Встав, Айгер в сердцах толкнул ногой табурет и отошел к той стене, где под потолком было прорублено маленькое окошко. Свет падал на его лицо, отчетливо выделяя каждую черту. В горах на нем был просторный плащ, но сейчас одежда выгодно подавала фигуру, высокую и стройную. Что-то вроде кожаного колета, коричневого со сложным узором, узкие бежевые штаны и черные сапоги до колена - все это подчеркивало широкие плечи, тонкую талию, узкие бедра и крепкие мускулистые икры. Если бы это был мужчина моего мира, я бы сказала, что мы примерно ровесники. Но как все обстояло с возрастом здесь?
Он напряженно размышлял о чем-то, потом, бросив на меня еще один жесткий взгляд, подошел к двери. Я слышала, как он разговаривал с Гертой, и та что-то объясняла, словно оправдывалась. Потом она вошла и снова села рядом со мной – взволнованная, растерянная.

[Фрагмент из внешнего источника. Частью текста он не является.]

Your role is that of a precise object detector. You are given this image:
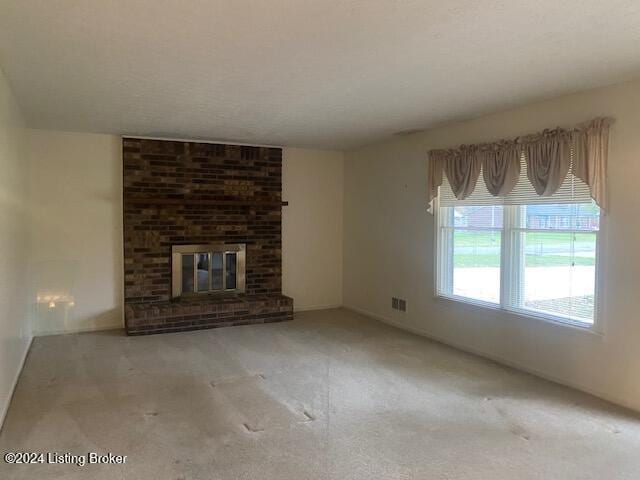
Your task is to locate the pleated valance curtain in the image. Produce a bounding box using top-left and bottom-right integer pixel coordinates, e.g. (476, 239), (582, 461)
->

- Айгер – кто это? – спросила я.
Перебрав все предметы в комнате, все части тела, некоторые действия – в общем, все, на что я могла указать пальцем, мы с Гертой перешли к более сложным понятиям. Я научилась спрашивать: «кто это?», «что это?» и «что такое?». Поскольку Герта не могла объяснить мне так, чтобы я поняла, мы стали использовать рисунки. Она принесла что-то вроде отполированной белой пластины из непонятного материала, на которой можно было писать и рисовать прикрепленным на шнурке черным грифелем. Потом все это легко стиралось влажной тряпкой. У Герты был настоящий талант: всего парой-тройкой штрихов она рисовала картинку к каждому незнакомому мне слову или понятию.
- Айгер – тарис, - глаза у нее расширились так, что она стала похожа на сову.
- Что такое тарис?
Несколько черных штрихов на доске: человечек в кресле, на голове корона.
Мамочки… Король! Ну, или что-то в этом роде, не принципиально. Кто же тогда я… кем же была Юниа, если на ее поиски в горы отправился сам король? Королева?! Ничего другого мне в голову не приходило. Платье, в котором я себя обнаружила, было более чем богатым, на пальцах – несколько колец с крупными камнями и одно, на среднем пальце левой руки, без камня, с волнистым узором.
- Кто я?
Герта удивилась еще больше.
- Сола Юниа Леандра, - ответила она с недоумением, но я настойчиво повторила:
- Кто я?
На доске появилось изображение мужчины и женщины, которые держались за руки.
- Сола Юниа, - Герта указала на женщину и передвинула палец к мужчине: - Соль Индрис Леандро.
После этого она добавила еще два незнакомых мне слова, которые, судя по всему, обозначали мужа и жену.
Так, ясно. Юниа вовсе не королева, а жена какого-то Индриса. Тогда, выходит, любовница короля? Или, может, бывшая любовница? Час от часу не легче. Пока я не выучу язык хотя бы по минимуму, так и буду блуждать в потемках.
- Сола Эйра – кто это? – продолжала я допрос.
Лицо Герты отразило целую гамму непонятных эмоций. Покачав головой, она вздохнула и пририсовала Юнии на картинке большой живот, а в нем крошечного человечка.
- Айна, - указала она на Юнию.
Так, значит, я не ошиблась. Эйра – моя дочь. То есть Юнии.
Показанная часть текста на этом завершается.